Rasa Pro supports two types of PII anonymization:

  • redaction: replaces PII plaintext value with a redaction character (default is *) across the full length of the PII value. This anonymization method can be configured to keep N characters of the PII value to the left or right of the redaction character. For example, for a credit card number 1234-5678-9012-3456 and a redaction character * with left=0 and right=4, the anonymized value would be ****-****-****-3456.
  • masking: replaces PII plaintext value with the uppercase slot or entity name (e.g. [EMAIL_ADDRESS]).

To learn more about how to configure PII anonymization, see the Anonymization Rules section below.

Performance

The PII management capability helps you comply with data protection regulations and ensure that sensitive user data is handled appropriately without compromising the functionality of your assistant. Rasa Pro ensures that the PII management capability does not affect the performance of your assistant.

PII Management Jobs

The PII management jobs, such as publishing anonymized events to the supported event brokers, anonymization and deletion in the tracker store, are run in the background using a job scheduler. This allows your assistant to continue processing user requests without significant delays.

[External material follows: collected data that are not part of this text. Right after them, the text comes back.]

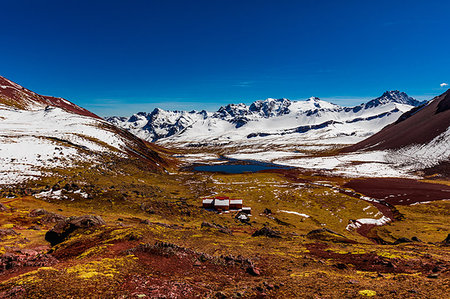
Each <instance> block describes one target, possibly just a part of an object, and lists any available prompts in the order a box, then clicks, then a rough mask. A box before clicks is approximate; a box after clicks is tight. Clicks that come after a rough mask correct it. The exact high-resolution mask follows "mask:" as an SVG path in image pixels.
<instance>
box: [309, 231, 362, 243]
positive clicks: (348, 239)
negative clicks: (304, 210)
mask: <svg viewBox="0 0 450 299" xmlns="http://www.w3.org/2000/svg"><path fill="white" fill-rule="evenodd" d="M306 237H307V238H308V239H315V240H321V241H329V242H333V243H356V242H355V241H353V240H350V239H348V238H347V237H345V236H344V235H341V234H339V233H337V232H334V231H332V230H330V229H327V228H319V229H315V230H312V231H310V232H309V233H307V234H306Z"/></svg>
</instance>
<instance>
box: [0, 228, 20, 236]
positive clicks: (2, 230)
mask: <svg viewBox="0 0 450 299" xmlns="http://www.w3.org/2000/svg"><path fill="white" fill-rule="evenodd" d="M18 234H19V233H17V232H16V231H15V230H13V229H12V228H6V229H0V238H1V237H6V236H16V235H18Z"/></svg>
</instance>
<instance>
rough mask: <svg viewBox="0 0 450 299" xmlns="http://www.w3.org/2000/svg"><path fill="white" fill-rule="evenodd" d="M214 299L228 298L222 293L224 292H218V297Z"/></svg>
mask: <svg viewBox="0 0 450 299" xmlns="http://www.w3.org/2000/svg"><path fill="white" fill-rule="evenodd" d="M214 297H216V298H218V299H226V298H227V295H225V294H224V293H222V292H217V293H216V295H215V296H214Z"/></svg>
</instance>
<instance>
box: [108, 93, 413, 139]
mask: <svg viewBox="0 0 450 299" xmlns="http://www.w3.org/2000/svg"><path fill="white" fill-rule="evenodd" d="M417 104H420V102H419V101H417V100H415V99H413V98H411V97H409V96H408V95H406V94H405V93H403V92H399V91H388V92H385V93H383V95H382V96H381V97H378V98H376V99H373V100H371V101H369V102H368V103H366V104H361V105H358V106H355V107H342V106H339V105H336V104H333V103H330V102H327V101H324V100H321V99H319V98H317V97H311V98H309V99H307V100H305V101H291V100H288V99H285V98H281V99H273V98H268V99H265V100H258V101H255V102H253V103H251V104H250V105H246V104H243V103H240V104H228V105H226V106H222V107H220V108H219V109H218V110H217V111H216V112H213V113H207V112H205V111H202V112H197V111H191V112H186V111H164V110H161V109H155V110H154V111H153V112H152V113H150V114H145V113H142V114H139V113H138V114H137V115H136V114H135V115H133V116H132V117H130V118H129V119H127V120H125V121H124V120H123V118H120V117H111V118H108V119H107V120H108V121H110V122H113V123H114V124H115V125H117V126H120V127H122V128H125V129H127V130H129V131H131V132H132V133H134V134H136V135H137V136H139V137H141V138H143V139H146V140H149V141H158V140H164V141H167V142H170V140H172V141H174V140H185V141H192V142H206V141H207V140H214V142H216V140H226V141H227V142H229V141H230V140H237V139H239V140H240V139H244V138H245V139H247V138H249V137H248V136H259V137H264V136H278V135H280V134H281V135H280V136H289V135H291V134H294V133H295V134H298V133H302V134H303V133H305V132H310V133H309V134H313V132H317V130H322V131H324V132H325V131H326V132H328V133H327V134H328V135H330V134H331V135H333V136H337V135H342V134H347V135H350V136H364V137H366V136H368V134H373V133H375V132H377V131H378V130H380V129H381V128H383V127H384V126H385V125H387V124H390V123H392V122H394V121H396V119H397V118H398V117H399V116H400V115H401V114H402V113H403V112H406V111H408V110H409V109H411V108H412V107H414V106H416V105H417ZM339 126H341V127H342V128H338V127H339ZM331 135H330V136H331ZM252 138H253V137H252ZM245 139H244V140H245ZM206 143H207V142H206Z"/></svg>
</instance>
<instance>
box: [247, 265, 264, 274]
mask: <svg viewBox="0 0 450 299" xmlns="http://www.w3.org/2000/svg"><path fill="white" fill-rule="evenodd" d="M247 273H248V274H250V275H253V276H260V275H261V271H260V270H259V268H258V267H255V266H254V265H250V266H249V267H248V268H247Z"/></svg>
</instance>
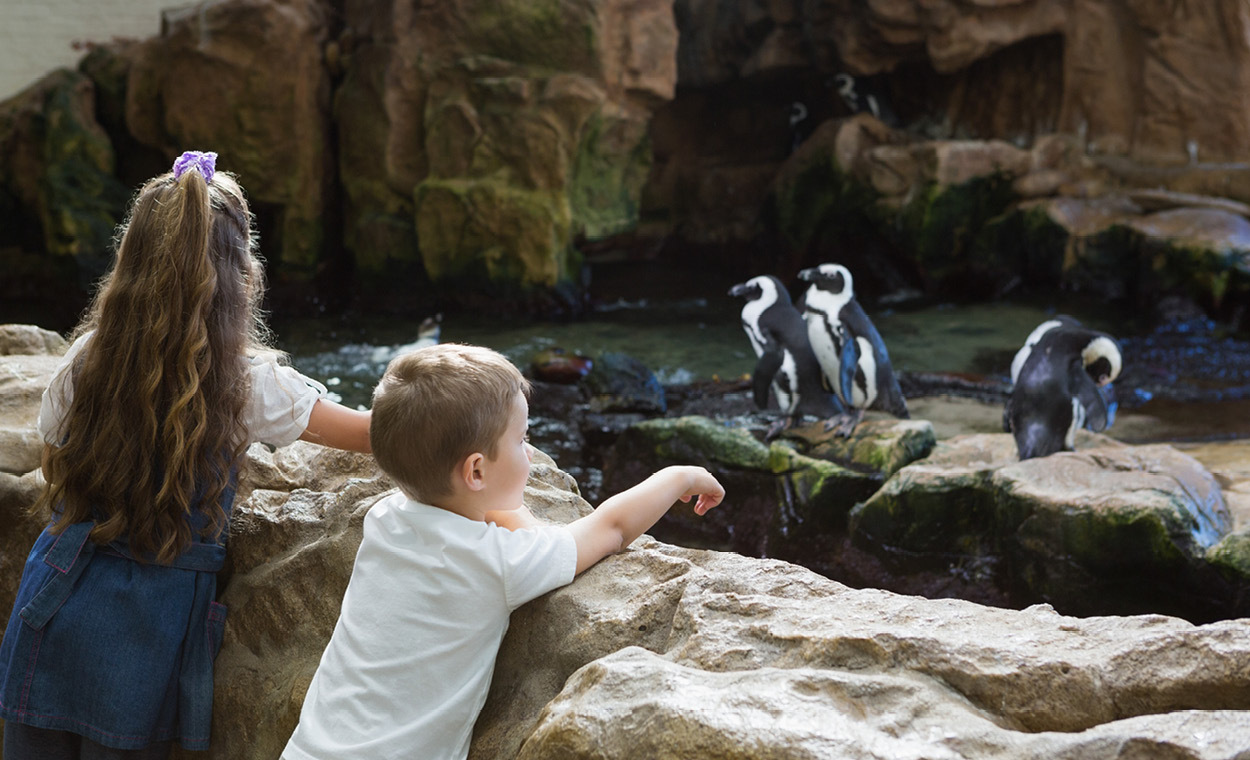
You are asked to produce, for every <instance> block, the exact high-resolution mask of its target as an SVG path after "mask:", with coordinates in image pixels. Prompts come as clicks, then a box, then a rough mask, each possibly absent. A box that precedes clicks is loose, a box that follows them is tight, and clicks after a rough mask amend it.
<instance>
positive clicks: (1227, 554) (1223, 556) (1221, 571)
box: [1206, 532, 1250, 584]
mask: <svg viewBox="0 0 1250 760" xmlns="http://www.w3.org/2000/svg"><path fill="white" fill-rule="evenodd" d="M1206 560H1208V561H1209V562H1210V564H1211V565H1213V566H1214V567H1216V569H1218V570H1220V572H1221V574H1223V575H1225V576H1226V577H1229V579H1231V580H1234V581H1238V582H1241V584H1245V582H1248V581H1250V534H1246V532H1239V534H1231V535H1228V536H1225V537H1224V540H1221V541H1220V542H1219V544H1216V545H1215V546H1213V547H1211V549H1210V550H1209V551H1208V552H1206Z"/></svg>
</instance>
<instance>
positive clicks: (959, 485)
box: [850, 434, 1016, 561]
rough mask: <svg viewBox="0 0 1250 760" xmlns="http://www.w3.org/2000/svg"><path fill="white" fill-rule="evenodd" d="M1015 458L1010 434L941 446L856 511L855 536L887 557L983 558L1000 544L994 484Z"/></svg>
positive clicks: (868, 500) (851, 532)
mask: <svg viewBox="0 0 1250 760" xmlns="http://www.w3.org/2000/svg"><path fill="white" fill-rule="evenodd" d="M1015 459H1016V455H1015V444H1014V442H1013V441H1011V436H1009V435H999V434H990V435H970V436H961V437H958V439H951V440H950V441H943V442H939V444H938V445H936V446H935V447H934V449H933V452H931V454H930V455H929V456H928V457H926V459H921V460H919V461H915V462H913V464H909V465H906V466H904V467H901V469H900V470H899V471H896V472H895V474H894V476H893V477H890V479H889V480H888V481H886V482H885V485H884V486H881V489H880V490H879V491H876V494H874V495H873V496H871V497H870V499H868V500H866V501H865V502H864V504H861V505H859V506H856V507H855V509H854V510H853V512H851V522H850V531H851V536H853V539H854V540H855V542H856V544H859V545H863V546H871V547H876V549H879V550H883V551H885V552H894V551H899V550H901V551H905V552H911V554H926V552H929V554H934V555H941V556H943V557H946V556H949V555H951V554H971V555H980V554H984V552H986V551H989V550H991V549H993V547H994V546H995V544H996V540H998V539H996V531H998V520H996V517H995V511H996V505H995V499H994V494H993V491H991V489H990V487H989V482H990V479H991V476H993V474H994V471H995V470H996V469H998V467H1001V466H1004V465H1006V464H1010V462H1013V461H1015ZM943 561H945V559H944V560H943Z"/></svg>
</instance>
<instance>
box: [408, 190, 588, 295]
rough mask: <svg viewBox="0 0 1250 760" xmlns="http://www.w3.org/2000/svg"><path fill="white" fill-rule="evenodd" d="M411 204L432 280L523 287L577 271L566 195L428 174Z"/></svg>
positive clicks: (519, 290)
mask: <svg viewBox="0 0 1250 760" xmlns="http://www.w3.org/2000/svg"><path fill="white" fill-rule="evenodd" d="M414 207H415V215H416V235H417V242H419V245H420V250H421V259H422V261H424V264H425V270H426V272H427V274H429V275H430V279H431V280H432V281H435V282H445V281H455V280H461V281H470V282H472V284H476V285H477V289H479V290H487V289H489V287H487V286H490V287H496V289H512V290H517V291H521V290H526V289H532V287H554V286H556V285H557V284H560V282H562V281H567V280H571V279H572V272H574V271H576V266H577V264H579V262H577V260H576V257H575V255H574V252H572V250H571V246H570V240H569V235H570V226H571V219H570V214H569V205H567V200H566V199H565V197H564V195H562V194H559V192H550V191H536V190H522V189H519V187H515V186H512V185H507V184H505V183H502V181H497V180H492V179H485V180H467V179H454V180H436V179H430V180H426V181H424V183H421V184H420V185H417V186H416V190H415V191H414Z"/></svg>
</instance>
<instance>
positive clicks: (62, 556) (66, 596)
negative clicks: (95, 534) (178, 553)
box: [19, 520, 226, 630]
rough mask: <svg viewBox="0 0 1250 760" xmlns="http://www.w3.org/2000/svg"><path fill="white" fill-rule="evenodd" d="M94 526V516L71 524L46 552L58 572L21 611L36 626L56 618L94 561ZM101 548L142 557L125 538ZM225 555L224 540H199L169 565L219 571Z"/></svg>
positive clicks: (201, 571) (109, 550) (113, 542)
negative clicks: (79, 578)
mask: <svg viewBox="0 0 1250 760" xmlns="http://www.w3.org/2000/svg"><path fill="white" fill-rule="evenodd" d="M93 527H95V522H94V521H91V520H88V521H85V522H75V524H73V525H70V526H69V527H66V529H65V530H64V531H63V532H61V535H59V536H58V537H56V541H55V542H53V545H51V547H50V549H49V550H47V554H46V555H44V564H46V565H47V566H50V567H53V569H54V570H56V574H55V575H53V577H51V579H50V580H49V581H47V584H45V585H44V587H42V589H40V590H39V592H36V594H35V596H34V597H32V599H31V600H30V601H29V602H27V604H26V606H24V607H21V612H19V614H20V615H21V619H22V620H25V621H26V624H29V625H30V626H32V627H34V629H35V630H41V629H42V627H44V626H45V625H46V624H47V621H49V620H51V619H53V615H55V614H56V610H59V609H61V605H63V604H65V600H66V599H69V596H70V592H71V591H73V590H74V584H75V581H78V579H79V576H80V575H83V570H84V569H85V567H86V566H88V565H89V564H91V556H93V555H94V554H95V552H96V550H98V549H99V547H98V546H96V545H95V542H94V541H89V540H88V536H90V535H91V529H93ZM99 550H100V551H101V552H104V554H108V555H111V556H120V557H125V559H128V560H131V561H138V560H136V559H135V556H134V555H133V554H131V552H130V547H129V546H128V545H126V542H125V541H121V540H119V541H113V542H111V544H109V545H108V546H106V547H103V549H99ZM225 556H226V547H225V546H222V545H220V544H199V542H196V544H191V545H190V546H189V547H187V549H186V550H185V551H184V552H183V554H180V555H178V556H176V557H175V559H174V561H173V562H170V564H169V565H166V566H169V567H178V569H179V570H194V571H197V572H216V571H217V570H220V569H221V565H222V562H224V561H225Z"/></svg>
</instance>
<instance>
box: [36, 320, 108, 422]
mask: <svg viewBox="0 0 1250 760" xmlns="http://www.w3.org/2000/svg"><path fill="white" fill-rule="evenodd" d="M94 334H95V331H94V330H93V331H91V332H88V334H85V335H83V336H80V337H79V339H78V340H75V341H74V345H71V346H70V350H69V351H65V356H64V357H63V359H61V364H60V366H58V367H56V371H55V372H53V379H51V380H50V381H49V382H47V387H45V389H44V397H42V400H41V401H40V402H39V434H40V435H42V436H44V440H45V441H46V442H49V444H51V445H53V446H60V445H61V439H64V437H65V436H64V435H63V434H61V431H60V427H61V422H63V421H64V420H65V415H66V414H69V410H70V404H71V402H73V401H74V372H71V371H70V367H73V366H74V359H76V357H78V355H79V354H80V352H81V351H83V346H85V345H86V341H88V340H89V339H90V337H91V335H94Z"/></svg>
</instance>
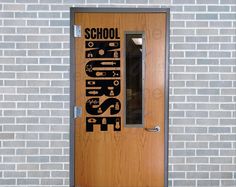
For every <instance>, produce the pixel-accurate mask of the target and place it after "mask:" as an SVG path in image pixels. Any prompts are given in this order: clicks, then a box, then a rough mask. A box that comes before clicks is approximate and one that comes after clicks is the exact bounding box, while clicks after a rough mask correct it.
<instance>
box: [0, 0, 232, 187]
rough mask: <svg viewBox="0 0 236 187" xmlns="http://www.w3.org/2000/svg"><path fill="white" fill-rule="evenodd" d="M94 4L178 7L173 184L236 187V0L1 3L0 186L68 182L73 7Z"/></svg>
mask: <svg viewBox="0 0 236 187" xmlns="http://www.w3.org/2000/svg"><path fill="white" fill-rule="evenodd" d="M98 2H99V3H100V4H99V5H98ZM206 3H207V4H206ZM85 4H86V6H87V5H88V6H107V5H109V4H110V5H109V6H121V5H122V6H123V5H124V6H134V7H137V6H143V5H144V6H145V5H147V4H150V6H152V7H153V6H157V7H159V6H162V7H165V6H166V7H170V9H171V38H170V39H171V55H170V57H171V60H170V80H171V82H170V156H169V184H170V186H181V187H182V186H204V187H205V186H235V185H236V172H235V171H236V111H235V110H236V90H235V89H236V58H235V55H236V53H235V49H236V37H235V27H236V21H235V20H236V6H235V5H236V0H0V142H1V144H0V185H1V186H7V185H10V186H32V185H36V186H50V185H55V186H68V183H69V182H68V181H69V180H68V178H69V172H68V167H69V7H71V6H80V5H85ZM111 4H112V5H111ZM137 4H138V5H137Z"/></svg>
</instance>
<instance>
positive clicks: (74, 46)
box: [69, 7, 170, 187]
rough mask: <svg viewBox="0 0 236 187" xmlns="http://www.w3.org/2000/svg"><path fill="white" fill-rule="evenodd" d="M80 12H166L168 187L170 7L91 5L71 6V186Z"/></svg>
mask: <svg viewBox="0 0 236 187" xmlns="http://www.w3.org/2000/svg"><path fill="white" fill-rule="evenodd" d="M78 12H104V13H106V12H118V13H121V12H124V13H127V12H155V13H162V12H163V13H166V38H165V41H166V50H165V68H166V69H165V91H164V95H165V101H164V102H165V106H164V108H165V109H164V128H165V135H164V136H165V137H164V142H165V148H164V167H165V170H164V186H165V187H168V163H169V157H168V148H169V56H170V55H169V50H170V47H169V45H170V8H149V7H147V8H125V7H122V8H112V7H107V8H94V7H93V8H91V7H71V8H70V124H69V125H70V132H69V133H70V143H69V145H70V148H69V150H70V155H69V157H70V159H69V162H70V163H69V186H70V187H75V168H74V163H75V161H74V159H75V157H74V153H75V152H74V146H75V142H74V141H75V133H74V132H75V126H74V125H75V119H74V106H75V105H76V103H75V55H74V54H75V38H74V33H73V31H74V27H73V26H74V23H75V14H76V13H78Z"/></svg>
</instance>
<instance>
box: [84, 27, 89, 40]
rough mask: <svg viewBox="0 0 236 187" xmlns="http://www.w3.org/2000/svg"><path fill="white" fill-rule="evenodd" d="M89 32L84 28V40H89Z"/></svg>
mask: <svg viewBox="0 0 236 187" xmlns="http://www.w3.org/2000/svg"><path fill="white" fill-rule="evenodd" d="M89 31H90V29H89V28H86V29H85V36H84V37H85V38H86V39H89V38H90V32H89Z"/></svg>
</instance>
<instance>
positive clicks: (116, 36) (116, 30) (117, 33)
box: [115, 28, 120, 39]
mask: <svg viewBox="0 0 236 187" xmlns="http://www.w3.org/2000/svg"><path fill="white" fill-rule="evenodd" d="M115 33H116V36H115V38H116V39H120V36H119V32H118V28H116V29H115Z"/></svg>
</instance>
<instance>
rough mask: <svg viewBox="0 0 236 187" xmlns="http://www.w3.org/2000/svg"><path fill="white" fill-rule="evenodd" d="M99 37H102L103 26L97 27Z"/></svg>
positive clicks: (97, 36) (98, 38) (98, 35)
mask: <svg viewBox="0 0 236 187" xmlns="http://www.w3.org/2000/svg"><path fill="white" fill-rule="evenodd" d="M97 39H102V28H97Z"/></svg>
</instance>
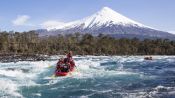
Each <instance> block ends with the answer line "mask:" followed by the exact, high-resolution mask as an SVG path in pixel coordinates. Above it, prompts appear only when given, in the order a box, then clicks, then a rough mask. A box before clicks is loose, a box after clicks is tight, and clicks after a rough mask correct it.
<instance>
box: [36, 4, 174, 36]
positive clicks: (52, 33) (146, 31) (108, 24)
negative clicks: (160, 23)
mask: <svg viewBox="0 0 175 98" xmlns="http://www.w3.org/2000/svg"><path fill="white" fill-rule="evenodd" d="M50 23H52V21H51V22H47V23H45V25H46V26H47V24H49V25H50ZM38 32H39V33H40V35H57V34H70V33H75V32H80V33H90V34H92V35H95V36H96V35H98V34H105V35H110V36H112V37H116V38H121V37H122V38H123V37H124V38H133V37H137V38H141V39H143V38H168V39H175V35H173V34H170V33H168V32H164V31H160V30H156V29H154V28H151V27H148V26H145V25H143V24H141V23H138V22H136V21H133V20H131V19H129V18H127V17H125V16H123V15H121V14H119V13H117V12H115V11H114V10H112V9H110V8H108V7H104V8H102V9H101V10H100V11H98V12H96V13H95V14H93V15H91V16H89V17H86V18H83V19H80V20H77V21H73V22H68V23H61V24H60V23H57V22H56V23H54V25H51V27H48V28H47V30H38Z"/></svg>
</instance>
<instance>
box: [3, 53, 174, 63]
mask: <svg viewBox="0 0 175 98" xmlns="http://www.w3.org/2000/svg"><path fill="white" fill-rule="evenodd" d="M51 56H64V55H63V54H56V55H46V54H45V55H44V54H0V62H1V63H7V62H19V61H45V60H53V59H51V58H50V57H51ZM75 56H128V57H129V56H174V55H75ZM54 60H57V59H54Z"/></svg>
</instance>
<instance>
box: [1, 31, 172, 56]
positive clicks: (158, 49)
mask: <svg viewBox="0 0 175 98" xmlns="http://www.w3.org/2000/svg"><path fill="white" fill-rule="evenodd" d="M67 50H72V51H73V52H74V54H80V55H87V54H88V55H150V54H151V55H174V54H175V41H171V40H168V39H155V40H151V39H145V40H139V39H137V38H133V39H126V38H121V39H115V38H112V37H109V36H105V35H103V34H100V35H98V36H92V35H90V34H84V35H81V34H80V33H75V34H69V35H64V36H63V35H57V36H45V37H41V36H39V35H38V34H37V33H35V32H34V31H28V32H22V33H20V32H0V54H49V55H53V54H64V52H65V51H67Z"/></svg>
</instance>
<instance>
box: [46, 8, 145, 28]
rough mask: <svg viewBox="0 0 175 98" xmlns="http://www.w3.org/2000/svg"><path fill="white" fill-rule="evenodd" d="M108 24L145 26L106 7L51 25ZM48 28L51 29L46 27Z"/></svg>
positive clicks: (140, 26) (92, 24)
mask: <svg viewBox="0 0 175 98" xmlns="http://www.w3.org/2000/svg"><path fill="white" fill-rule="evenodd" d="M110 24H117V25H123V26H131V25H132V26H140V27H147V26H144V25H142V24H140V23H138V22H135V21H133V20H131V19H129V18H127V17H125V16H123V15H121V14H119V13H117V12H115V11H113V10H112V9H110V8H108V7H104V8H102V9H101V10H100V11H99V12H97V13H95V14H93V15H92V16H89V17H86V18H84V19H81V20H77V21H73V22H69V23H65V24H64V25H58V26H55V27H52V28H54V29H70V28H74V27H78V26H82V28H84V29H85V28H92V27H94V26H95V27H100V26H102V25H106V26H109V25H110ZM48 30H51V29H50V28H48Z"/></svg>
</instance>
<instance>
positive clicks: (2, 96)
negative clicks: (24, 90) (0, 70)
mask: <svg viewBox="0 0 175 98" xmlns="http://www.w3.org/2000/svg"><path fill="white" fill-rule="evenodd" d="M17 90H18V86H17V84H16V83H15V82H13V81H11V80H8V79H0V94H2V95H0V96H1V97H2V98H9V95H10V96H11V97H12V96H14V97H20V98H22V95H21V94H20V93H18V92H17Z"/></svg>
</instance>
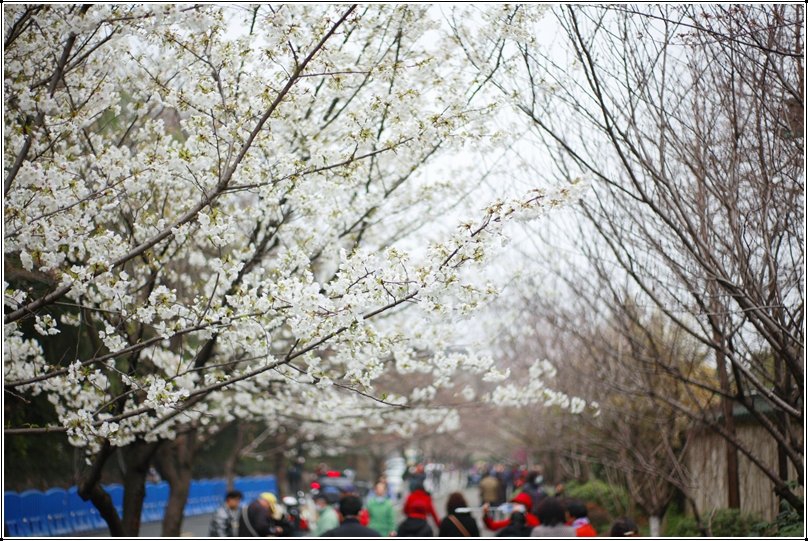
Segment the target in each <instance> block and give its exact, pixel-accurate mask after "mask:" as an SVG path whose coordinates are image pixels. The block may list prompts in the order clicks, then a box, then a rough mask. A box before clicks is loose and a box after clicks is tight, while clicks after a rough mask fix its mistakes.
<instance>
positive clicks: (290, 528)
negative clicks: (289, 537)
mask: <svg viewBox="0 0 808 541" xmlns="http://www.w3.org/2000/svg"><path fill="white" fill-rule="evenodd" d="M292 530H293V529H292V525H291V524H289V522H287V521H286V520H284V518H283V513H281V510H280V508H279V507H278V499H277V498H276V497H275V495H274V494H272V493H271V492H262V493H261V494H260V495H259V496H258V498H256V499H255V500H253V502H252V503H250V505H248V506H246V507H242V508H241V512H240V513H239V522H238V536H239V537H280V536H291V535H292Z"/></svg>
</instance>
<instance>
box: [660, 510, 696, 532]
mask: <svg viewBox="0 0 808 541" xmlns="http://www.w3.org/2000/svg"><path fill="white" fill-rule="evenodd" d="M700 535H701V532H700V531H699V528H698V525H697V524H696V519H694V518H693V517H688V516H686V515H683V514H682V513H681V512H679V511H678V510H671V511H668V512H667V513H666V514H665V523H664V526H663V529H662V536H663V537H698V536H700Z"/></svg>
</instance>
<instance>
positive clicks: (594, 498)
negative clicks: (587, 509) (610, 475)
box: [565, 479, 629, 522]
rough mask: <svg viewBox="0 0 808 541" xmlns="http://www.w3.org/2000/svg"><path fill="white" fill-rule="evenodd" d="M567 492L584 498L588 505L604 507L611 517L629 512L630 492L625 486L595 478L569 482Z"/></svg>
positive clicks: (622, 514) (606, 511) (593, 521)
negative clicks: (626, 488) (626, 490)
mask: <svg viewBox="0 0 808 541" xmlns="http://www.w3.org/2000/svg"><path fill="white" fill-rule="evenodd" d="M565 492H566V495H567V496H569V497H570V498H575V499H578V500H583V501H584V503H586V504H587V507H590V504H594V505H595V506H597V507H600V508H603V509H604V510H605V511H606V513H608V515H609V518H610V519H615V518H617V517H621V516H624V515H626V514H627V513H628V508H629V507H628V501H629V499H628V493H627V492H626V490H625V489H624V488H623V487H620V486H616V485H610V484H609V483H605V482H603V481H601V480H599V479H593V480H592V481H589V482H587V483H583V484H577V483H574V484H569V485H567V488H566V490H565ZM590 520H591V517H590ZM593 522H594V521H593Z"/></svg>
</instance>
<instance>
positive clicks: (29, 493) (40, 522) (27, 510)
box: [20, 490, 50, 536]
mask: <svg viewBox="0 0 808 541" xmlns="http://www.w3.org/2000/svg"><path fill="white" fill-rule="evenodd" d="M20 503H21V504H22V513H23V517H25V519H27V520H28V526H29V527H30V529H31V535H34V536H47V535H50V531H49V530H48V520H47V517H45V516H44V515H43V513H42V511H43V505H42V493H41V492H40V491H38V490H26V491H25V492H22V493H21V494H20Z"/></svg>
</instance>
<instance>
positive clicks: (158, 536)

If you have configured both the anonymization and deletion jobs with overlapping cron triggers, Rasa Pro ensures that both jobs are run sequentially to avoid a potential race condition in updating the tracker store. First the anonymization job is run, followed by the deletion job as long as the deletion job is due to run once the anonymization job is completed.

Recommendation

We recommend that you configure the PII management jobs to run at a low traffic time to minimize the number of reads and writes to the tracker store. This will help reduce the load on the tracker store.

Deletion Cron Job

The deletion cron job is responsible for deleting PII data from the tracker store, and it runs periodically based on the configured cron schedule.

The deletion job is designed to remove PII data that is no longer needed, based on the configured retention period. The deletion job loops through all conversation sessions in the tracker store, including trackers that contain multiple sessions, where a session is marked by the action_session_start event at the beginning. Then it checks if the session has ended by computing the difference between the current deletion job run timestamp and the timestamp of the last event in the session. If this difference is greater than the sum of the USER_CHAT_INACTIVITY_IN_MINUTES environment variable value and the value of the configured retention period via the min_after_session_end parameter in the privacy YAML config, the session is considered eligible for deletion.

When the job encounters sessions that are not eligible for deletion, either because they are still active or because they have not reached the end of the retention period, the job retains these events in the tracker store by overwriting the pre-existing tracker with only the retained events.